Do anyone know what might be causing this, or how we can fix this?

Thanks!

So any idea what changed during Christmas? Did you upgrade to CUDA 5.0, did you update any drivers? I had an experience similar to this because of a driver issue, so you could double check that.

We have been using CUDA 5.0 from the start, so no changes here. The only updates we have run, are the updates provided by the update manager in Ubuntu. These, however, contains updates for almost everything, including new kernel versions.

As a side note, we just installed a GTX650 for testing compute 3.0, and it seems to NOT work on this card either.

We also just installed CUDA for the first time on one of the machines, and it does not work on this one with the 2.x cards either.

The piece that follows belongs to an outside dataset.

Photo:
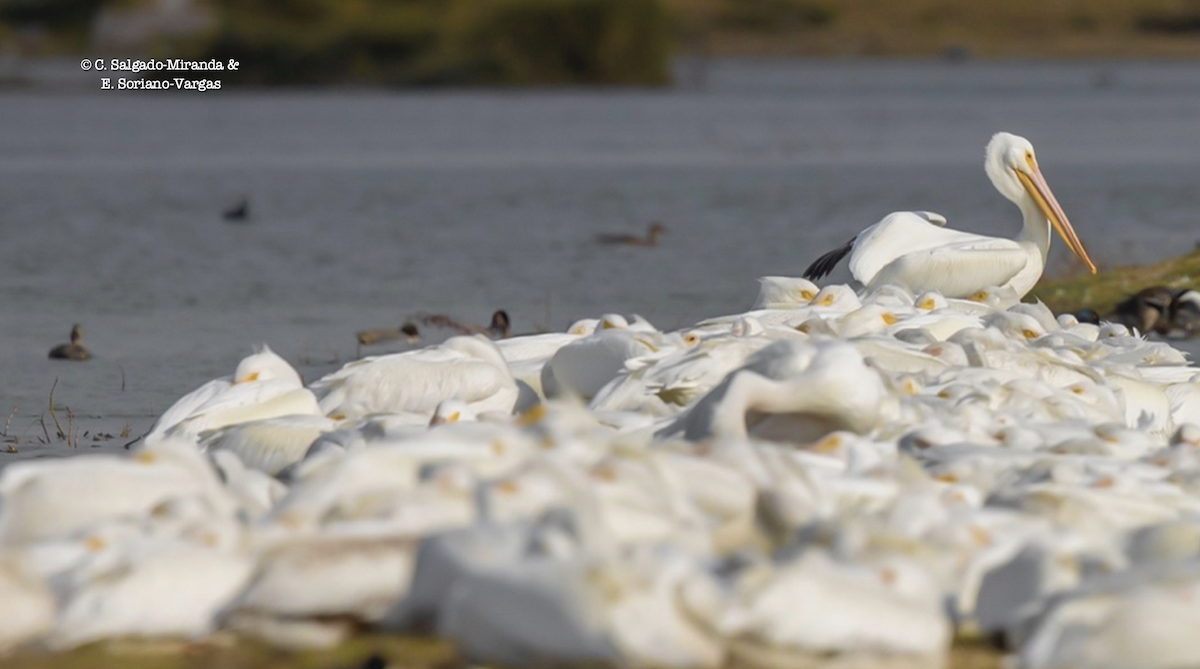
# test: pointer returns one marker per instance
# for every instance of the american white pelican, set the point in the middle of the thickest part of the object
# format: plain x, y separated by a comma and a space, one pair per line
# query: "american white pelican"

It is also very interesting to see that it works some times, but others not. We have not been able to pinpoint exactly in what situations it works or not, as it seems totally random

Another thing: We have lately had some network issues. We currently use NIS and NFS on all the machines in the network, but there are some issues with the NIS server (which should be fixed pretty soon), which makes the access to our home folders rather unstable. We have all put the CUDA environment variables in the bashrc-files, which means that there is a possibility that these cannot be set when network instability occurs. Could this be a possible source to the problem?

This issue has been solved. It occured due to our problem with the network, so when we solved the network issue, everything started working again.
Probably, due to the network issues, the CUDA runtime could not access some libraries, and therefore hung.